O artigo 41 da Lei de Execução Penal traz um rol de direitos que o Estado deve garantir ao preso no decorrer do cumprimento se sua sentença, estabelecendo:

Art. 41 - Constituem direitos do preso:
I - alimentação suficiente e vestuário;
II - atribuição de trabalho e sua remuneração;
III - Previdência Social;
IV - constituição de pecúlio;
V - proporcionalidade na distribuição do tempo para o trabalho, o descanso e a recreação;
VI - exercício das atividades profissionais, intelectuais, artísticas e desportivas anteriores, desde que compatíveis com a execução da pena;
VII - assistência material, à saúde, jurídica, educacional, social e religiosa;
VIII - proteção contra qualquer forma de sensacionalismo;
IX - entrevista pessoal e reservada com o advogado;
X - visita do cônjuge, da companheira, de parentes e amigos em dias determinados;
XI - chamamento nominal;
XII - igualdade de tratamento salvo quanto às exigências da individualização da pena;
XIII - audiência especial com o diretor do estabelecimento;
XIV - representação e petição a qualquer autoridade, em defesa de direito;
XV - contato com o mundo exterior por meio de correspondência escrita, da leitura e de outros meios de informação que não comprometam a moral e os bons costumes.
XVI – atestado de pena a cumprir, emitido anualmente, sob pena da responsabilidade da autoridade judiciária competente.
Parágrafo único. Os direitos previstos nos incisos V, X e XV poderão ser suspensos ou restringidos mediante ato motivado do diretor do estabelecimento.

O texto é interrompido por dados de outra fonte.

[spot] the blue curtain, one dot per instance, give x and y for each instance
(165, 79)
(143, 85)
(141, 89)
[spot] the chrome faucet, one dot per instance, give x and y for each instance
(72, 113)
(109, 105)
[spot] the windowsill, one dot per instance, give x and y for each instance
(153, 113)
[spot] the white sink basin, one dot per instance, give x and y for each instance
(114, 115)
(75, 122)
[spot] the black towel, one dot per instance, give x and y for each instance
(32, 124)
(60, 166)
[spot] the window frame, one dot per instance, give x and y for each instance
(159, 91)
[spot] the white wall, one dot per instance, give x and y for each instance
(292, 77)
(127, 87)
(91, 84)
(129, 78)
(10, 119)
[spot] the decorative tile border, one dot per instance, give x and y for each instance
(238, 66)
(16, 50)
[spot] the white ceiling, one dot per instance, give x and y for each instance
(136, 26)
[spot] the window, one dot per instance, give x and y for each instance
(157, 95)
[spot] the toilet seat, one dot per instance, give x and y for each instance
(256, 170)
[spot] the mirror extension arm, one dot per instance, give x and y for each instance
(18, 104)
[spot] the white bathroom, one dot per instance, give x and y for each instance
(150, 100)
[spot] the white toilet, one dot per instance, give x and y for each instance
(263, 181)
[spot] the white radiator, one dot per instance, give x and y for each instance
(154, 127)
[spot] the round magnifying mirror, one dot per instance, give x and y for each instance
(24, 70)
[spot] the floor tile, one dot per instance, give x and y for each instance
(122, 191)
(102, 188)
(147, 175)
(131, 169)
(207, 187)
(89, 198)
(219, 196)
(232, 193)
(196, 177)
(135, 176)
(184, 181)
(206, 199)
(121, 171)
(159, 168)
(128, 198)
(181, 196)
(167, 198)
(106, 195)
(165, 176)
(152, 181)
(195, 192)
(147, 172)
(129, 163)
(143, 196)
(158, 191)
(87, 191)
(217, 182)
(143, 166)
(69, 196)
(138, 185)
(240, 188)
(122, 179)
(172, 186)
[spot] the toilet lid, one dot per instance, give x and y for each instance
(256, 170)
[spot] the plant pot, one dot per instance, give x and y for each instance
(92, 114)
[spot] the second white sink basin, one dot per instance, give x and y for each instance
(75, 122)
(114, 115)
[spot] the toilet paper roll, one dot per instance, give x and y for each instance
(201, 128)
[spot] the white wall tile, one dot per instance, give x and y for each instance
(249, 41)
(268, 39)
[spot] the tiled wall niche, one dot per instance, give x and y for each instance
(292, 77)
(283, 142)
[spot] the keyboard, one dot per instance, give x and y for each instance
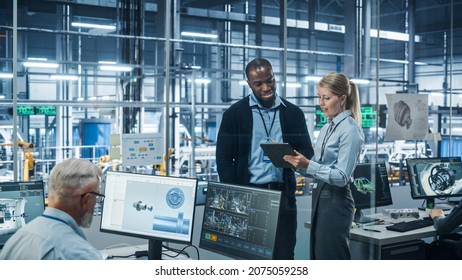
(411, 225)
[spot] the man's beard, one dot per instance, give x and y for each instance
(86, 220)
(267, 103)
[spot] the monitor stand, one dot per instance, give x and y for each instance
(430, 203)
(154, 251)
(359, 218)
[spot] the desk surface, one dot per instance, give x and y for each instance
(385, 237)
(126, 252)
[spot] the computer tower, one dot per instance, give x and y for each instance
(410, 250)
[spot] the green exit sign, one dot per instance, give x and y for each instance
(368, 116)
(37, 110)
(45, 110)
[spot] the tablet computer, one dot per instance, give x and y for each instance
(276, 152)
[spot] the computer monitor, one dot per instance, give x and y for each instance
(20, 203)
(431, 178)
(240, 222)
(157, 208)
(370, 188)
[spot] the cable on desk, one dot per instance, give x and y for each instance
(179, 252)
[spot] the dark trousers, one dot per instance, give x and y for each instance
(286, 230)
(332, 215)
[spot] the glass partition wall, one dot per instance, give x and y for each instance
(73, 74)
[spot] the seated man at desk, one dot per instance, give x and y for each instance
(73, 190)
(448, 246)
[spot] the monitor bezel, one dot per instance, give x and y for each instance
(25, 183)
(409, 162)
(143, 235)
(385, 184)
(227, 253)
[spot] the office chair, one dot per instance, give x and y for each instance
(445, 249)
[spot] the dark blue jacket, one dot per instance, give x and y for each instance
(235, 136)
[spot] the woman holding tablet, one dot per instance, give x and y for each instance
(335, 156)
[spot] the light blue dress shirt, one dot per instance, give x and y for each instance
(261, 169)
(336, 153)
(53, 236)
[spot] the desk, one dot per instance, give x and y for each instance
(369, 244)
(119, 252)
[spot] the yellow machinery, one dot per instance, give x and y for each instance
(28, 152)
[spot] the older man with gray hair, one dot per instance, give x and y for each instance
(73, 190)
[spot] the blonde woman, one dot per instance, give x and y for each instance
(335, 157)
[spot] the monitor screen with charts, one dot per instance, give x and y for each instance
(435, 177)
(20, 203)
(370, 187)
(240, 222)
(157, 208)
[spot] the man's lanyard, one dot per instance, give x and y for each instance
(330, 131)
(268, 138)
(54, 218)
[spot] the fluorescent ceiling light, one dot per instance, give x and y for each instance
(94, 26)
(293, 85)
(64, 77)
(32, 64)
(360, 81)
(313, 78)
(116, 68)
(202, 81)
(37, 58)
(321, 26)
(391, 35)
(107, 62)
(196, 34)
(6, 75)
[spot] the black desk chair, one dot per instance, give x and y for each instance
(448, 247)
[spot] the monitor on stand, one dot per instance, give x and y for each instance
(240, 221)
(435, 178)
(20, 203)
(157, 208)
(370, 189)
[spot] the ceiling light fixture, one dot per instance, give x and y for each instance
(93, 26)
(197, 34)
(64, 77)
(360, 81)
(313, 78)
(115, 68)
(34, 64)
(6, 75)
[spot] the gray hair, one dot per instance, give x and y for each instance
(70, 175)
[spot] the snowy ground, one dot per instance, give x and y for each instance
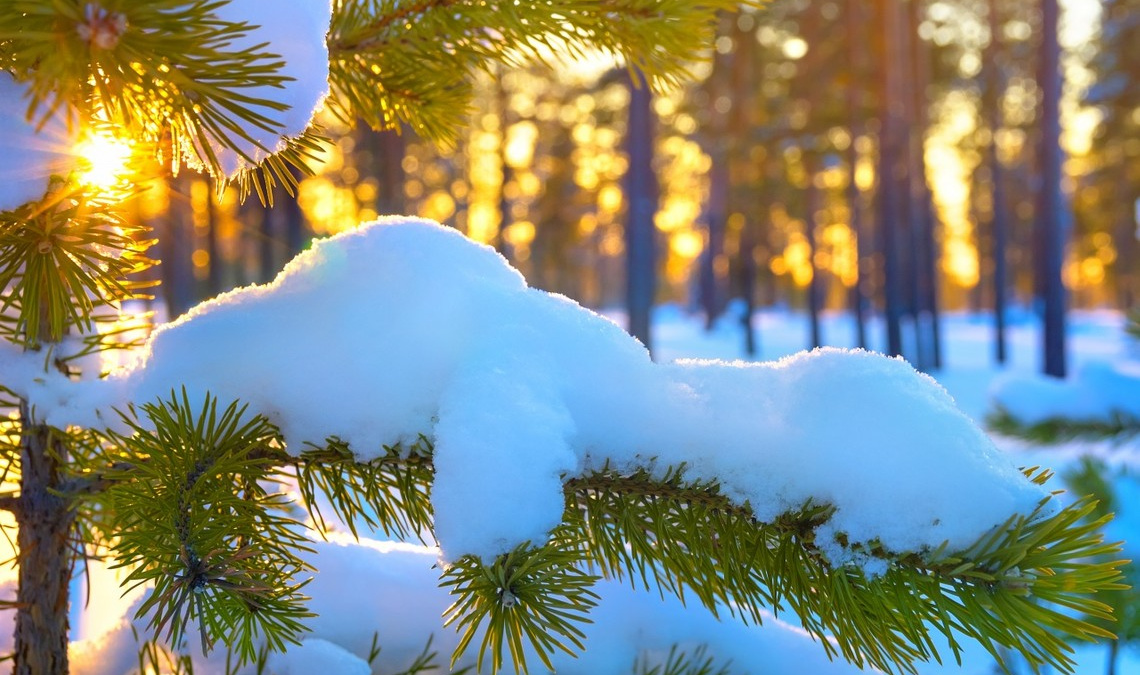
(968, 373)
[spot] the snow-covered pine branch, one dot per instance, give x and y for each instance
(553, 449)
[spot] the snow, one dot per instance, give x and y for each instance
(295, 32)
(390, 592)
(30, 155)
(1096, 391)
(405, 327)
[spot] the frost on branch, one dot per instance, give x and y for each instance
(294, 32)
(840, 486)
(406, 327)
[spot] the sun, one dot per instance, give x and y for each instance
(104, 160)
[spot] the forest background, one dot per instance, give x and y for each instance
(882, 156)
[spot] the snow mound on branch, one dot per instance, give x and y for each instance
(30, 155)
(1093, 392)
(405, 327)
(390, 592)
(295, 31)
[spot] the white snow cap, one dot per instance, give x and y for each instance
(30, 155)
(405, 327)
(295, 31)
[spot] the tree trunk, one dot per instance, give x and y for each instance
(641, 187)
(1051, 206)
(813, 201)
(927, 322)
(998, 220)
(45, 521)
(855, 50)
(890, 200)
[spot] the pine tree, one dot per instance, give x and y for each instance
(178, 490)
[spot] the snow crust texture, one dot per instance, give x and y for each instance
(405, 327)
(295, 32)
(30, 155)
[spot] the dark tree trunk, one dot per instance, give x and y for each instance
(813, 208)
(855, 50)
(890, 198)
(1051, 206)
(176, 244)
(385, 163)
(927, 322)
(998, 218)
(214, 268)
(45, 521)
(641, 187)
(504, 108)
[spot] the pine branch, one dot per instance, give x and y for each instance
(193, 519)
(413, 63)
(233, 569)
(1012, 590)
(65, 263)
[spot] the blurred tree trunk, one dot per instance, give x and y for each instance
(716, 211)
(503, 99)
(743, 171)
(384, 162)
(1051, 208)
(642, 190)
(176, 247)
(216, 265)
(991, 103)
(927, 322)
(813, 208)
(892, 151)
(857, 73)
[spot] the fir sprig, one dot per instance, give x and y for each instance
(531, 599)
(195, 521)
(163, 68)
(412, 62)
(1024, 586)
(67, 262)
(391, 493)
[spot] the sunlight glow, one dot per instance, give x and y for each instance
(104, 160)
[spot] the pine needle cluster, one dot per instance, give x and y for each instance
(188, 497)
(233, 566)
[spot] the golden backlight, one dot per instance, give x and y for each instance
(104, 160)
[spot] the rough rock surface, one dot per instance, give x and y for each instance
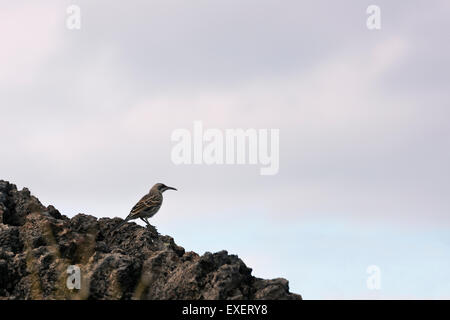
(38, 244)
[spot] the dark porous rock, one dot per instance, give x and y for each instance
(38, 245)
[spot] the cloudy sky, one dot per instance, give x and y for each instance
(364, 120)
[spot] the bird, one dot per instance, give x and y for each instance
(148, 206)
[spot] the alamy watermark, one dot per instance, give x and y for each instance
(230, 146)
(373, 281)
(73, 20)
(373, 21)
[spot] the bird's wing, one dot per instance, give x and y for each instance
(148, 201)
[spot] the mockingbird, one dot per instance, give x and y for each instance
(148, 206)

Diante do acima exposto, o sistema prisional deve proporcionar ao condenado, ao longo da execução de sua pena, meios de ressocialização através de uma pena humanizada, que lhe proporcione um mínimo de dignidade, possibilidade de trabalho, que tem sentido de formação de caráter não voltado ao delito e, ainda, a não imposição de qualquer meio cruel de pena, o que se caracteriza, em sentido amplo, na não obediência dos direitos inerentes ao condenado no decorrer do cumprimento de sua pena.


Bibliografia utilizada

Art. 41 da Lei nº 7.210, de 11 de Julho de 1984.

BITENCOURT, Cezar Roberto. Falência da Pena de Prisão: Causas e Alternativas. 2º Ed. São Paulo: Editora Saraiva, 2001. P 106/107.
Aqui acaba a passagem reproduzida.